According to research from the Wageningen University, climate change adds to existing risks for mountain climbers by increasing the likelihood of rocks falling.
For the study, published in the journal Geografiska Annaler, Arnaud Temme gathered climbing guides and used the information they provided to determine safety along climbing routes. Specifically, the climbing guides used for the study were for the Bernese Alps in Switzerland.
Aside from climbing routes, the guides contained information regarding the risks of falling rocks. For all of the routes analyzed, the orientation and type of rocks to be encountered were also noted.
Until now, most of the rock data available to mountain climbers are for small slopes or large rock avalanches. However, the climbing guides Temme used were made by generations of climbers documenting what they saw on their trips. The oldest of the guides examined for the study was 146 years old and this has allowed for the tracking of changes over a long period of time, many of which were linked by Temme to climate change.
A warming environment causes permafrost to thaw and snowfields and glaciers to retreat. This exposes more rocks to the air, increasing the likelihood that they'll fall or roll away because their stability has been reduced. With the permafrost degraded, thawing and freezing, rock cracks and crevices begin to shift. Each time water is frozen, it expands and a crack grows until a rock breaks.

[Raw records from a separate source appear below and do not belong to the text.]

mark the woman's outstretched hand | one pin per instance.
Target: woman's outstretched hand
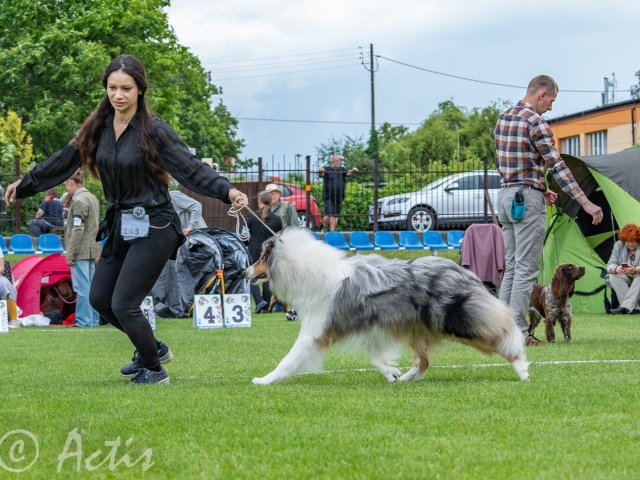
(10, 194)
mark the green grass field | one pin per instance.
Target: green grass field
(469, 418)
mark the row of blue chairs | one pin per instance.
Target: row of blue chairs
(21, 243)
(385, 241)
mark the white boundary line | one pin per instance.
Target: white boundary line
(557, 362)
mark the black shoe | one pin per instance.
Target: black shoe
(131, 370)
(262, 306)
(618, 311)
(147, 377)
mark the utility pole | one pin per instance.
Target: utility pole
(373, 99)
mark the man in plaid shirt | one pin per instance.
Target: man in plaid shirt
(524, 149)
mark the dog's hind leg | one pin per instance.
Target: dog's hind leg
(565, 322)
(550, 323)
(306, 354)
(383, 355)
(534, 319)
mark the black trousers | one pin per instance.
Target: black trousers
(266, 293)
(119, 287)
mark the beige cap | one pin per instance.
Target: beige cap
(272, 187)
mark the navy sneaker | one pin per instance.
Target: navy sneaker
(147, 377)
(131, 370)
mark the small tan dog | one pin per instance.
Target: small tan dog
(553, 301)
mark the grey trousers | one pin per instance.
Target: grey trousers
(523, 243)
(627, 290)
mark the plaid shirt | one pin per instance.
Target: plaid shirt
(525, 146)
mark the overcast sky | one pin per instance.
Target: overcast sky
(508, 42)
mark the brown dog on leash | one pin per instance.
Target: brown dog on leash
(553, 301)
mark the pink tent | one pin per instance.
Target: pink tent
(32, 273)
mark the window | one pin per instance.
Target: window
(598, 143)
(571, 145)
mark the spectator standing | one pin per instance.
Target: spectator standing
(83, 251)
(282, 208)
(134, 154)
(524, 149)
(258, 234)
(333, 191)
(50, 214)
(189, 210)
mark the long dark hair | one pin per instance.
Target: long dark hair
(265, 199)
(89, 135)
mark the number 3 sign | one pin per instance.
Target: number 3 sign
(237, 310)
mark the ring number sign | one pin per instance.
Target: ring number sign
(207, 311)
(148, 311)
(237, 310)
(4, 317)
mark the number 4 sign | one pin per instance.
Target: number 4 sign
(4, 317)
(207, 312)
(237, 310)
(148, 311)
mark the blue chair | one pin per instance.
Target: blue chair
(384, 241)
(433, 241)
(360, 241)
(336, 239)
(21, 243)
(49, 243)
(3, 245)
(454, 238)
(409, 241)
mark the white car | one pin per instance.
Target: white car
(456, 200)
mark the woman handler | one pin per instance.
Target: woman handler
(134, 154)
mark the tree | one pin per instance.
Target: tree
(635, 89)
(14, 141)
(53, 53)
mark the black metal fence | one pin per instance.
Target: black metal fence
(383, 194)
(386, 194)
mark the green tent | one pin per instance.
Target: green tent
(611, 182)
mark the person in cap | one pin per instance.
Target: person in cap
(282, 208)
(333, 191)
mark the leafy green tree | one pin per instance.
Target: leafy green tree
(53, 53)
(14, 141)
(635, 89)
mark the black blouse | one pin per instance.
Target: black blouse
(259, 233)
(126, 179)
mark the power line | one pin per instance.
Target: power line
(320, 121)
(286, 62)
(283, 56)
(252, 68)
(482, 81)
(285, 73)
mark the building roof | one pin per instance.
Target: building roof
(594, 111)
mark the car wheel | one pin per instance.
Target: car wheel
(421, 219)
(303, 221)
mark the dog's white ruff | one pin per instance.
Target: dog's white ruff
(308, 276)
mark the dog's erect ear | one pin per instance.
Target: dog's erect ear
(267, 248)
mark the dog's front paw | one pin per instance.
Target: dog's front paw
(266, 380)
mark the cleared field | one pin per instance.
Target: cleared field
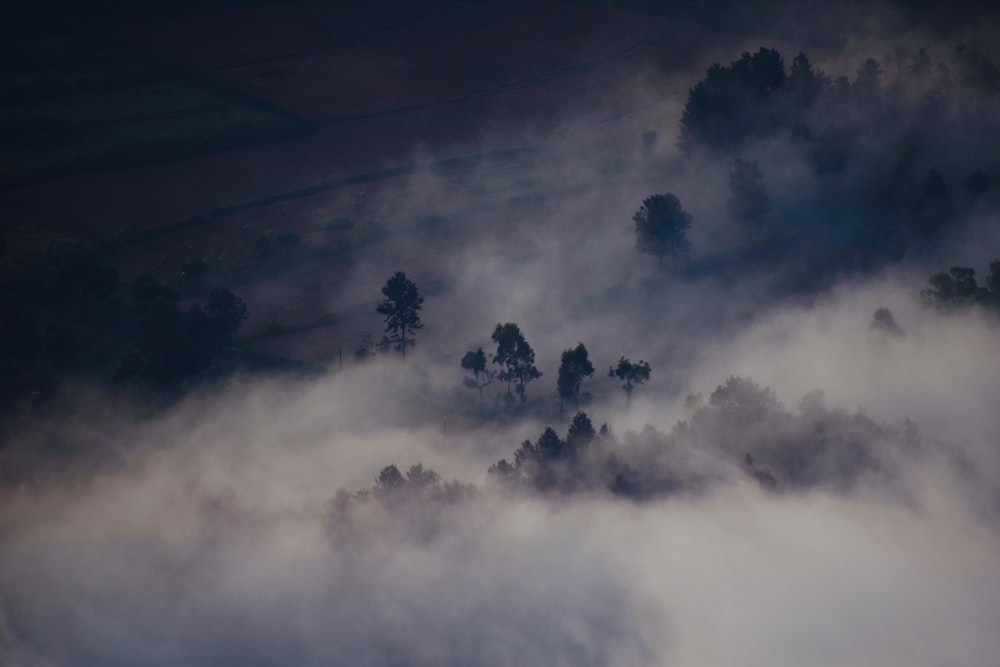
(439, 88)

While climate change does make mountain climbing more dangerous, Temme noted that there are also other factors at play that can account for increased danger for climbers, like the orientation of a slope.
As the eastern and western portions of a mountain are subjected to larger shifts in temperature, they appear to carry more risk. Again, the hotter the temperature, the more ice melts and the more rocks are exposed. Additionally, risks may be higher around areas with rocks and on faces of amphibolite and granite.
Given the effect of global warming on the Alps and other mountain areas, the temperature in a specific area can be used as an indicator of a route's risk level. Temme's research also highlights the role of historical knowledge in forecasting future risks for mountain climbers.